第18話 セレナの帰還
次の日の朝、カルが仕事の合間をぬって授業をしてくれるようになった。私ができないところがあると、ミス・ロペスはヒステリックに叱ることが多かったが、カルは論理的に丁寧に教えてくれるので、精神的に落ち着いて勉強を送ることができた。
私とカルがうまくやっているので、公爵も夫人も安心しているようだった。
デビュタントに着るドレスも、靴も準備をした。
銀色のビーズが散りばめられているオーガンジーのドレスは、まるで星空の中にいるような気がして、ドキドキした。動くたびにふわふわ揺れるので、夜会の中でもかなり目立つに違いない。

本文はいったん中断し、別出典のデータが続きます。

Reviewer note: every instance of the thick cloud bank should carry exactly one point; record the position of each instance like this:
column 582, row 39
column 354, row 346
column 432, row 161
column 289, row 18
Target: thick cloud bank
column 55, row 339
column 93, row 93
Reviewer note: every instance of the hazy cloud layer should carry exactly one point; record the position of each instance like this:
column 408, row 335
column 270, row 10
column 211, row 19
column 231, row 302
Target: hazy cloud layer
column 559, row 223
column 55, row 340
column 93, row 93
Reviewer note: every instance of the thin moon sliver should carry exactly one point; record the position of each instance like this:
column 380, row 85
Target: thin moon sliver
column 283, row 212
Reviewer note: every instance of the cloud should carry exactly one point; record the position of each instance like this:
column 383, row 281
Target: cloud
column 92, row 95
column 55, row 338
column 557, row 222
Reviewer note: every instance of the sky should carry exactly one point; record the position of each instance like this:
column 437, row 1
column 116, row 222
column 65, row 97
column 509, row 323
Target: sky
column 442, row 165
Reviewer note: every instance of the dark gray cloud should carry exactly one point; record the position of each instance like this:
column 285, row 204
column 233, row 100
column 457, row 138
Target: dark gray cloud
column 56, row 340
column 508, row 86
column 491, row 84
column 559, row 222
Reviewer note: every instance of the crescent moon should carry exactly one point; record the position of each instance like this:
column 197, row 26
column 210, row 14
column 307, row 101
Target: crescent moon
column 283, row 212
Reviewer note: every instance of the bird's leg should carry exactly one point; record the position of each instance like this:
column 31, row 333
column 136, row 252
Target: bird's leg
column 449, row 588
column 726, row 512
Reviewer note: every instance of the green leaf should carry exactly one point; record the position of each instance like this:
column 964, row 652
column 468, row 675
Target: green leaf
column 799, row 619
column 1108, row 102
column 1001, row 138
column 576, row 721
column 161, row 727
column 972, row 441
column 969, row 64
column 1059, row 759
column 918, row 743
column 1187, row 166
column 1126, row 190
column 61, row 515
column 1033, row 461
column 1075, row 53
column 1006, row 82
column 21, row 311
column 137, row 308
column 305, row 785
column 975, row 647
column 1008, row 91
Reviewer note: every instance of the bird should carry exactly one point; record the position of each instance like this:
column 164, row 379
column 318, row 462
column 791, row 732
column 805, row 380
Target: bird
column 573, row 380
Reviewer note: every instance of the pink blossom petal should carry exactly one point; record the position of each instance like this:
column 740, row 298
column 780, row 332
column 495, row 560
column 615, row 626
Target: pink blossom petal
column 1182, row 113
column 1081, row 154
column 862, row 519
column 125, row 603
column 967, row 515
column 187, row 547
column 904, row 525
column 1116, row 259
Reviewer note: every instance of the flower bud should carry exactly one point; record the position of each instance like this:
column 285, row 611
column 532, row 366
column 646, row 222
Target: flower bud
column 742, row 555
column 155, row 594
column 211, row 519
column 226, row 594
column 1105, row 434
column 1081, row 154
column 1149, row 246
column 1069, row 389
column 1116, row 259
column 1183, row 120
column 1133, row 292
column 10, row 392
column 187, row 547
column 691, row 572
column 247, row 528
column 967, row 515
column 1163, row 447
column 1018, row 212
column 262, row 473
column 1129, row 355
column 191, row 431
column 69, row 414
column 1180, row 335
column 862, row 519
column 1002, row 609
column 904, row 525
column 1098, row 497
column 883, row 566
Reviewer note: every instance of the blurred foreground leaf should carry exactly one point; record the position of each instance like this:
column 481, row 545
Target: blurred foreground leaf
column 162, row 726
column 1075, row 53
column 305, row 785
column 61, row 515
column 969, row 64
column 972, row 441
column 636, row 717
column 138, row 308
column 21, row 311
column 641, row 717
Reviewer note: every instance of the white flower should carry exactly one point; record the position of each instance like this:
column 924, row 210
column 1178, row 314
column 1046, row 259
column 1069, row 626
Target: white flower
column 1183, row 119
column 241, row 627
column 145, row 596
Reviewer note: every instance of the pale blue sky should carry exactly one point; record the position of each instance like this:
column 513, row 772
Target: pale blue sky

デビュタントまで、時間は少しであったが、カルがそばにいてくれると思うだけで、精神的な安心感がなぜかあった。
「ダンスの練習もしとかないとな」
昼食を終え、午後の勉強が始まった時、突然カルが言い始めた。手を差し出されて、そっと触れる。白く透き通るような長い指が私の手を優しく包んだ。
「カルの手、大きいね」
「まあ、男だしね。普通じゃない?」
はじめは慣れるために、手を繋いで、足だけステップを踏む。コツコツと私とカルの足音が部屋の中に響いた。
「次は、ターンも入れて」
決まったステップの合間にターンが入った。ダンスは、他の勉強よりも難しくなかった。言われた通りに動けたので、カルは満足そうに頷いた。
「ダンスは、けっこううまいね」
「そうかな?」
「うん。けっこういい線いってると思う」
カルに褒められて嬉しくなっていると、ステップを間違えた。バランスを崩してしまい、まるでカルに抱きしめられるようなかたちになって、身体が密着した。
「気を付けて」
「う、うん。ありがとう」
身体を離すと、カルの手が私の頬にそっと触れる。
開けっ放しの窓から、海のさざ波と、夫人がプーチャに餌をあげる声が聞こえた。
「カル?」
「髪の毛が、くっついてた」
どうしてだか心臓がドキドキと跳ねる。顔が熱くなるのを感じた。
「あ、ありがとう」
「モニカの髪の毛、俺好きだな。赤くて、ふんわりしていて」
「ダンスの続きしよう」
気恥ずかしさが勝ってしまい、私はカルにダンスの続きをしようと促した。カルは「そうだね」と言っただけだった。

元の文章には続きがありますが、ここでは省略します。